(ConJur, 14/03/2016) Em fevereiro de 2016, o jornal O Estado de São Paulo relatou que uma jovem de 16 anos, grávida pela primeira vez, chegou à maternidade com contrações ritmadas e sete centímetros de dilatação, sem queixas de dores fortes. A médica responsável determinou o uso de ocitocina diretamente no soro, sem o uso de bomba de infusão e sem controle de número de gotas, em que pese a jovem e sua genitora tenham expressamente manifestado a vontade de que não queriam o procedimento. A reportagem destaca que a médica determinou o uso da manobra de Kristeller e a proibiu que a gestante pudesse beber água durante o procedimento. A notícia, que teve como fonte um estudante de medicina que acompanhava o parto com sua professora da faculdade de Medicina, parece demonstrar que existe um longo caminho a ser percorrido para que a legislação de humanização do parto seja respeitada. A matéria chama atenção para a reação do estudante: “Estudante de medicina escreve desabafo depois de assistir a parto violento feito por professora: ‘Chorei de raiva e frustração no quarto dos internos’”.[1]
A reportagem gerou um amplo debate sobre a necessidade de respeito às normas sobre parto humanizado. O Brasil avançou em termos de ampliação quanto à assistência médica às gestantes, durante a gravidez, o parto e pós-parto, alcançando quase que a totalidade das gestantes. No entanto, desafios persistem quanto à qualidade da assistência prestada, ao que parece, a humanização do parto é um objetivo importante para a melhoria do acesso à saúde, mas persiste um caminho longo para sua concretização.
A pesquisa chamada “Nascer no Brasil” revela estarem corretas as reclamações do movimento de mulheres e de humanização do parto, quanto à má qualidade da assistência obstétrica no Brasil. A pesquisa constatou, ainda, a existência de “evidências contundentes das desigualdades socioeconômicas, raciais e regionais na atenção ao parto”. [2]
A referida pesquisa também traça um triste panorama quanto à atenção obstétrica no nosso país. Uma das observações importantes diz respeito à necessidade de melhora não apenas na assistência após a gravidez, mas também um melhor esclarecimento do planejamento reprodutivo para evitar gravidez indesejada, o que não ocorre com sucesso atualmente. A pesquisa concluiu que 45% das mulheres entrevistadas não desejavam estar grávidas, este número aumenta em 2/3 em se tratando das adolescentes.[3]

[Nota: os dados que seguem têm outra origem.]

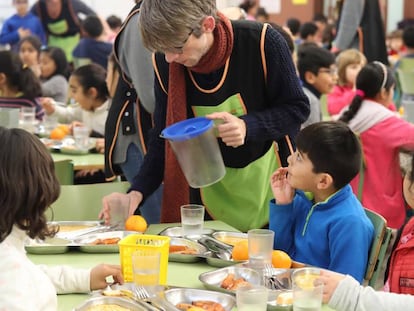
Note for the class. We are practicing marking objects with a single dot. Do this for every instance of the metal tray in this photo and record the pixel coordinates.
(188, 295)
(73, 229)
(228, 237)
(201, 251)
(96, 301)
(176, 232)
(84, 242)
(48, 246)
(212, 279)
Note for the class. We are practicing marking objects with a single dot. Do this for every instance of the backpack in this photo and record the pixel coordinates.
(401, 268)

Esta mesma pesquisa verificou o elevado número de cesáreas, que se encontra em torno de 52% no setor público, podendo chegar a 88% no setor privado, contrariando as recomendações da OMS.[4]
O parto, nos termos do Direito Internacional e da legislação brasileira, deve ser humanizado. Qual o alcance da proteção aos direitos humanos das mulheres no parto? Neste contexto, como compreender o parto humanizado?
As constituições e legislações de muitos países da América Latina reconhecem os direitos sexuais e reprodutivos, em especial o direito à assistência à saúde e ao parto de qualidade, com respeito aos princípios da igualdade e da dignidade da pessoa humana.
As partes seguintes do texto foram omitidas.